Chile lleva cerca de 10 años con los resultados educativos estancados, así lo indican las pruebas nacionales e internacionales. En este periodo se ha insistido en la implementación de modelos de enseñanza prescriptivos, donde autoridades educativas de distinta índole les transmiten a los docentes—directamente o a través de materiales estandarizados—qué y cómo se debe enseñar en la sala de clases.

Estos modelos, vale la pena indicar, sirven para organizar la planificación, el currículum y las clases, pero ponen el énfasis en lo que hace el docente y en la cobertura curricular, perdiendo de vista a los estudiantes y su desarrollo integral.

Ante esta situación, la política pública tiene una gran oportunidad de transformar la educación. Se trata de una tarea tal vez poco glamorosa políticamente, pues implica generar iniciativas que acompañen a docentes y escuelas a construir capacidades para la enseñanza que demoran más de un periodo de gobierno en madurar y que redundarán en beneficios para nuestra infancia y juventud, pero cuyos efectos se verán en cinco o diez años más.

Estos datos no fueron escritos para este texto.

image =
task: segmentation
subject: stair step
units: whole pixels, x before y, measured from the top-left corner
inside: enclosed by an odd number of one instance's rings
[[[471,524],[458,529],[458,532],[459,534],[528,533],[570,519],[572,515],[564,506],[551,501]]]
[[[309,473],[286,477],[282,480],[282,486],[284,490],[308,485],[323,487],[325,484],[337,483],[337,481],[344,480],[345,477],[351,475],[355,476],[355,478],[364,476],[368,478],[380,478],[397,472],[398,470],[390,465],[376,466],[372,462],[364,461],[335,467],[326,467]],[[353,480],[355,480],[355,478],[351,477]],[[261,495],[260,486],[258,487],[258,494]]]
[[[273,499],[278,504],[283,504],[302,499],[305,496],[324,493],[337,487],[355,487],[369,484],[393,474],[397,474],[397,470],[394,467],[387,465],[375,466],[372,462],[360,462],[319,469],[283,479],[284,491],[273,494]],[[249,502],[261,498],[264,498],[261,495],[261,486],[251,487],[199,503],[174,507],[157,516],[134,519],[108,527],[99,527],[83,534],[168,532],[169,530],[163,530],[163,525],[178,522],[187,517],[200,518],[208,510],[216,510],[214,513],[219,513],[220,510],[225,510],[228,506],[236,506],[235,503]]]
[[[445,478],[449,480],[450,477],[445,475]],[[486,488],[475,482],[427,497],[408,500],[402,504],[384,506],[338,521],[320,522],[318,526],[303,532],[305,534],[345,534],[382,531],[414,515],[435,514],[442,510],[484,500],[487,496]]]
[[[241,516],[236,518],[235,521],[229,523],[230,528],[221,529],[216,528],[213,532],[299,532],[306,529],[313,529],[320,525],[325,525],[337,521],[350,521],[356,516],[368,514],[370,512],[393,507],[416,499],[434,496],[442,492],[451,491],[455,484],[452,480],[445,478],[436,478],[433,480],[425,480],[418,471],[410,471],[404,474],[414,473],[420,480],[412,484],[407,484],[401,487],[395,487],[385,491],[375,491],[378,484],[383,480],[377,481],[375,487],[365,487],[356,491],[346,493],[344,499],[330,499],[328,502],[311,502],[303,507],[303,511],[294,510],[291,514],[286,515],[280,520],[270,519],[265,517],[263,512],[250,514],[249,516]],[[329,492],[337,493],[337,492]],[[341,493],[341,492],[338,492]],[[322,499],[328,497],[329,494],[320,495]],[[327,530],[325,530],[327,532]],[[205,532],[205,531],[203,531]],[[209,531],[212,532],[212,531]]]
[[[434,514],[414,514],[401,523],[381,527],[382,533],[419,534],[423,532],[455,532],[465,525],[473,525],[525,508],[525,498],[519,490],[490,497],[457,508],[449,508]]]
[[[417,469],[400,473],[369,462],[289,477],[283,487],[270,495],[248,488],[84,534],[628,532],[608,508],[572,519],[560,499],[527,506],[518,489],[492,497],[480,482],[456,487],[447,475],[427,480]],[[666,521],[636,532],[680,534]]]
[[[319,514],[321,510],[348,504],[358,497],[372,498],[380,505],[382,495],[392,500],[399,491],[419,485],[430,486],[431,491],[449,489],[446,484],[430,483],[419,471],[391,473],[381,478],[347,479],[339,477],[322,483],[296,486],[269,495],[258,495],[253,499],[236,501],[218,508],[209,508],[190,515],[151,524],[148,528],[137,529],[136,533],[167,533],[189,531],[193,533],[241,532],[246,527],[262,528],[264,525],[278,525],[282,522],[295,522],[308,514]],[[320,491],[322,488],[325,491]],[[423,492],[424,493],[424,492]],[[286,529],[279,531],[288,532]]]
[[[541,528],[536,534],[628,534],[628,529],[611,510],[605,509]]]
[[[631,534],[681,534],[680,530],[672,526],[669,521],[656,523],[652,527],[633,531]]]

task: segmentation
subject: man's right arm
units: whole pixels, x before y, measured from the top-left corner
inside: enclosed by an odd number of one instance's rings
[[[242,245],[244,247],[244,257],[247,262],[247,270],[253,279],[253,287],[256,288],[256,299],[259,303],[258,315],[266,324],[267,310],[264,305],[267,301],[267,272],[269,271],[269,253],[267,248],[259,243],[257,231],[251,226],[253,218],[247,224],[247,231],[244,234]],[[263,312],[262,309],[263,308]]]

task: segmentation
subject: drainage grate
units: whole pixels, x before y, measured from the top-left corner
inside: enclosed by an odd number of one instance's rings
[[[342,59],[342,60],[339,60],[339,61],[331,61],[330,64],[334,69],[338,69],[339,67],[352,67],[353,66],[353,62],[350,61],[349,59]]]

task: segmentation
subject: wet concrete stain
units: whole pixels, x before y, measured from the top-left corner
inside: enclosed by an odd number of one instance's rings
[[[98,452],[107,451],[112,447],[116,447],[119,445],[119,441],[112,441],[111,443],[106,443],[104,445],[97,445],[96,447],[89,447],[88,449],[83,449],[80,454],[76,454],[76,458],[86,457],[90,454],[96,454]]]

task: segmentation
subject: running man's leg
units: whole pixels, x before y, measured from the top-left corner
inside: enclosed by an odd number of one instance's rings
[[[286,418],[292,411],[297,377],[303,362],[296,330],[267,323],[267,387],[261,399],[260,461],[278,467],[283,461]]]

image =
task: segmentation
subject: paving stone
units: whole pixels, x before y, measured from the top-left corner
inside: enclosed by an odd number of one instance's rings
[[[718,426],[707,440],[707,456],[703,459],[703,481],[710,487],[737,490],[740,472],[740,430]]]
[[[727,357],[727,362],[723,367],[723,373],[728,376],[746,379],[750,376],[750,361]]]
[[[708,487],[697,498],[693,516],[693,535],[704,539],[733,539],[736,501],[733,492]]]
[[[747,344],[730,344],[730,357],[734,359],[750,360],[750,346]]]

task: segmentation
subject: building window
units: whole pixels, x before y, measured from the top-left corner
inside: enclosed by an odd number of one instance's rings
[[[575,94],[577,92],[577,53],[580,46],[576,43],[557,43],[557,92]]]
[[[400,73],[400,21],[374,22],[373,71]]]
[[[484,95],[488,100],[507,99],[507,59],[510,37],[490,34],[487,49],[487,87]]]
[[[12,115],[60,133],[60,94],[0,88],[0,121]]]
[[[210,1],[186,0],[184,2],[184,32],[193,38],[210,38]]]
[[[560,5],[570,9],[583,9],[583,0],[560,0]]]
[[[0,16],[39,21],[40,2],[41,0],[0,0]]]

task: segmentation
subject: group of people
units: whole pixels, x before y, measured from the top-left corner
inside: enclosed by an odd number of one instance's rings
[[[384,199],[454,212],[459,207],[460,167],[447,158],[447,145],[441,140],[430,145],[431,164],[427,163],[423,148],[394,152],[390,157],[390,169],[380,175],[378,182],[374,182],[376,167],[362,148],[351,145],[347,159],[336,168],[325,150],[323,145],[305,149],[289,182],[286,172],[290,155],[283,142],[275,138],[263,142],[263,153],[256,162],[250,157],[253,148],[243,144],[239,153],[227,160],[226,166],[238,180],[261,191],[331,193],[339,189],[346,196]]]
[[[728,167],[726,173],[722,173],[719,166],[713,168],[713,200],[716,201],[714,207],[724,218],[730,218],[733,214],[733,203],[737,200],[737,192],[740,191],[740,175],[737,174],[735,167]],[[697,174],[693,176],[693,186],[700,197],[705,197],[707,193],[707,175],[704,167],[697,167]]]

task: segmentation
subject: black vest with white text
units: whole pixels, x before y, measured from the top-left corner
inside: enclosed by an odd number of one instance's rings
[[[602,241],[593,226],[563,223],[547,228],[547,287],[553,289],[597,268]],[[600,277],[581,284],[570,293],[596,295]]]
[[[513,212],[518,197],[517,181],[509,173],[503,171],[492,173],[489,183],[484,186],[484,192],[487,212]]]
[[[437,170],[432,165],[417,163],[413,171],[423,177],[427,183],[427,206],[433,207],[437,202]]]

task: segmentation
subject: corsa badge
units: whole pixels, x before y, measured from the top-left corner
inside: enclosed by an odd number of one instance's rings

Esta nueva etapa debería estar marcada por un foco en mejorar las interacciones de aprendizaje en todas nuestras salas de clase. Hablar de interacciones se refiere a observar cómo lo que hacen los docentes produce los efectos esperados en los estudiantes en los ámbitos del clima socioemocional del aula, la organización de la clase y el apoyo pedagógico para desarrollar habilidades superiores del pensamiento. Se trata de un cambio paradigmático desde la enseñanza, lo que implica preocuparse de lo que solamente hacen los docentes hacia el aprendizaje. Es decir, un vuelco de la atención hacia cómo los estudiantes se involucran y protagonizan su propio aprendizaje.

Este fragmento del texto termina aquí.